Like many of our sister research institutes, we have shifted much of our resources to concentrate on COVID-19 work. We had a bit of difficulty getting enough PPEs for everyone; our supplier was late in getting masks and gloves to us; I'm not saying the Feds were intercepting shipments, but I'm not saying they weren't.
There are over a hundred labs working on a vaccine treatment alone, so we decided to focus on something few others are working on. Following the experimental procedure established by Frizzle et al., 1989 (with influence from the groundbreaking work of Fleischer et al., 1966 and the replication study by Dante, Finnell and Spielberg, 1987), we decided to train a crew of four to operate our submersible research vessel, to shrink it to microscopic size, inject it into the bloodstream of a COVID-positive patient, have the team mutate the coronavirus into a harmless but robust form, and then encourage the spread of that form, hoping that it out-competes the deadly form. This is a dangerous, ambitious plan, but we felt it was the right strategy for our lab.
A short video of the centrifuge training process:
Although much attention is currently on COVID, other areas of research continue. Our first funded proposal in the area of mathematical sciences came from Prof. Luigi Semenzato, and addresses the geometry of non-orthogonal Lego grids. Most Lego constructs appear on an orthogonal grid, with pieces restricted to the horizontal or vertical direction. But it is possible to place pieces in non-orthogonal directions, as long as they obey certain constraints, which this work explores.

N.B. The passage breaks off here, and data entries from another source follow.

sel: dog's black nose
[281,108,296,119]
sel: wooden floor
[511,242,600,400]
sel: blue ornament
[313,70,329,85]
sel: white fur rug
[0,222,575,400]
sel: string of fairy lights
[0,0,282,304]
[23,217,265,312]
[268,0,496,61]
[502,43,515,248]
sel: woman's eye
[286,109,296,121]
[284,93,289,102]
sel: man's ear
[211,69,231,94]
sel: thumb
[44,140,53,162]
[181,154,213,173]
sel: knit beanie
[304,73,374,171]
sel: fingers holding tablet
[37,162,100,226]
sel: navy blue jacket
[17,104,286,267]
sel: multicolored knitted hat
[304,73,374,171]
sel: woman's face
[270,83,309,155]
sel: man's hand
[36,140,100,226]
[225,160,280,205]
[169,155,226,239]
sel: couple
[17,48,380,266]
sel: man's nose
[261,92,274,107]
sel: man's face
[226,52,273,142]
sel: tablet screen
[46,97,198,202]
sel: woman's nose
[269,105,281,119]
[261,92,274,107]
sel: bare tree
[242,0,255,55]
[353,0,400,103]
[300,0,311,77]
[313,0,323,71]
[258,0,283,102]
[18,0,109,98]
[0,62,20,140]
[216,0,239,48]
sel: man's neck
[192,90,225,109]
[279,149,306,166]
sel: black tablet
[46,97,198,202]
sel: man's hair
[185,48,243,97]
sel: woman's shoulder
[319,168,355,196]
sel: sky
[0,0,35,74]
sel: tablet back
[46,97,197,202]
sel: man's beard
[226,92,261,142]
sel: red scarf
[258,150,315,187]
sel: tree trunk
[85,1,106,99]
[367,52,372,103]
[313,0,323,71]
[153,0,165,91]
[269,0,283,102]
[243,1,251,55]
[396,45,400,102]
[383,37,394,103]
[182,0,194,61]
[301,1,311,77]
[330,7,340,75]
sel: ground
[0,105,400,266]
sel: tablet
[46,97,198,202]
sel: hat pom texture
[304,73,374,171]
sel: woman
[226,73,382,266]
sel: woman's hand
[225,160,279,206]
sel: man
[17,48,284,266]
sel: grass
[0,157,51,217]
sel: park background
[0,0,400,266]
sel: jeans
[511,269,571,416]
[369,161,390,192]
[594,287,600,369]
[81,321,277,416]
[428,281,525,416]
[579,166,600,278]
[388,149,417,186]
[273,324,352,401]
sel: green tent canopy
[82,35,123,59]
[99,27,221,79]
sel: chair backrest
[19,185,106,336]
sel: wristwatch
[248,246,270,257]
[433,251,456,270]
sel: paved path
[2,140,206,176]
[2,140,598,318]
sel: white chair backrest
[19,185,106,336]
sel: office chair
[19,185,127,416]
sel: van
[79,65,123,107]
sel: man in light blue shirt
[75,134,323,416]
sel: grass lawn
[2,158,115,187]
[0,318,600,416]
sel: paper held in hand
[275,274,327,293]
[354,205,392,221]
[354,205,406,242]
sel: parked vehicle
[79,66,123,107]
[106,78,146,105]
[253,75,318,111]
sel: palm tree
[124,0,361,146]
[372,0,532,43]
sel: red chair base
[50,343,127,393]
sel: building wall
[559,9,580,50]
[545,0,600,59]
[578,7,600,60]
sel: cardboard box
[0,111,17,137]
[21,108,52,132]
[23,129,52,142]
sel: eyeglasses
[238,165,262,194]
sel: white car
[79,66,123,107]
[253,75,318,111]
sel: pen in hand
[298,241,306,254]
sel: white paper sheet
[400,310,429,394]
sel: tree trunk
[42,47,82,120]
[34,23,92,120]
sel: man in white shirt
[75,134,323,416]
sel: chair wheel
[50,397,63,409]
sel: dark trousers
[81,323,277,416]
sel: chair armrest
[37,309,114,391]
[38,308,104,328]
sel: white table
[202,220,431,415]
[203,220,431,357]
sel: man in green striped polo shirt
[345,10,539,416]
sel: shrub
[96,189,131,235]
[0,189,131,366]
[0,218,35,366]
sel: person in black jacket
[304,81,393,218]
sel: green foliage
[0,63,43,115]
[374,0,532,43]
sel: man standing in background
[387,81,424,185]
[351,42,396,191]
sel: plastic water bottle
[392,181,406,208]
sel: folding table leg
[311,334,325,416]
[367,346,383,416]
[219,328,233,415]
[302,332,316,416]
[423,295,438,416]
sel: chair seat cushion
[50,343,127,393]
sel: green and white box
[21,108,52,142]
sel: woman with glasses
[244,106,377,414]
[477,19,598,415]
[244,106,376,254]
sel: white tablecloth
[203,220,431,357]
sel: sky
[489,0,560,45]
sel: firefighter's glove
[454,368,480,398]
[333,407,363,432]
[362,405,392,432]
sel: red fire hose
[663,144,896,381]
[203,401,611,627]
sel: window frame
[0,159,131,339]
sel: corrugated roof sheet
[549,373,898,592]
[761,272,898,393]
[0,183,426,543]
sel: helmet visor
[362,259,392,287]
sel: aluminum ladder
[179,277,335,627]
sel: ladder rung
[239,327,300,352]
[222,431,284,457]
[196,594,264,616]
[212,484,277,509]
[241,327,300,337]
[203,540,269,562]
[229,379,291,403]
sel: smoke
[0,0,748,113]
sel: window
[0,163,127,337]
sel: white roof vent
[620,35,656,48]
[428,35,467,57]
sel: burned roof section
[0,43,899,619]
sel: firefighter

Professor S. has assigned the following homework questions:
(1) Prove that the green point at (1, 1) is exactly one unit from the blue line segment that passes through (3, 0) and (0, 4), and that the closest point on the line segment is at a stud.
(2) Show whether or not the blue line segment that starts at (6, 0) and is pushed as far as possible against the neighboring stud fits exactly on to the point at (0, 8). You'll need to know that whereas mathematical line segments have no width, a Lego line segment has a width of 5 units: 3 units for the diameter of the center stud and 1 unit on each side. The distance from the center of one stud to the next is also 5 units. You won't need trigonometry to solve the problem, just geometry of triangles.
(3) Imagine a 1x1 square piece that is placed on any stud on a grid. Can it rotate freely through 360°, or will it hit a neighboring stud? You may need more information.
(4) At what angle to the orthogonal grid are the multicolored grid points? At what angle are the blue and grey line segments that go on top of them?